Alguma vez se sentiu vítima da desigualdade de género, no decorrer da sua atividade profissional?
Sim. Já senti discriminação positiva, isto é, ser beneficiada por ser mulher. Por exemplo, em notava, era mais fácil para mim marcar uma reunião ou ser ouvida do que para os meus colegas do sexo masculino. Mas a discriminação negativa era de longe a mais frequente, notando um tratamento diferenciado e preconceituoso pelo facto de ser mulher. Em ambos os casos, aconteceu sobretudo nos primeiros anos da minha carreira. Ser mulher, jovem e bonita era sinónimo de menor capacidade ou até menor inteligência.
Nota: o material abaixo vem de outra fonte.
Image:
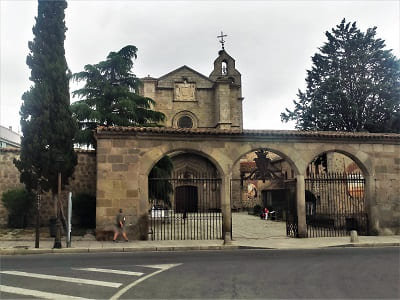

Sempre gostei de trabalhar com mulheres e contratei várias com as quais tive o privilégio de criar um ambiente de trabalho entusiástico, num universo maioritariamente masculino. Creio que a sociedade, no seu todo, evoluiu muito. Hoje, a liderança feminina já é uma realidade que não causa estranheza ou desconforto.

Qual foi o maior ensinamento que a carreira lhe deu?
Aprendi que os problemas da justiça não se encontram ao nível da falta de normatividade, mas na falta de aplicação da lei ou de um emprego deficiente da mesma. A carreira permitiu-me, principalmente, a realização como profissional, embora o mais importante na minha vida seja a família e o amor. 

Celebramos o 13.º aniversário da revista Villas&Golfe em Angola. O que representaram, para si, estes últimos anos na sua vida e no país?
Há 13 anos estava a iniciar um mestrado e a afirmar-me como profissional, ao mesmo tempo que seguia novos rumos como Mulher independente; tal como a fénix, a renascer para uma nova fase da minha vida, e que me permitiu ser a Mulher que hoje sou. Enquanto eu estava a redescobrir-me, o mundo estava a descobrir a Angola do pós-Guerra. Foi o início de uma fase de enorme entusiasmo e de mudanças que viriam a colocar Angola no epicentro político e geoestratégico de África.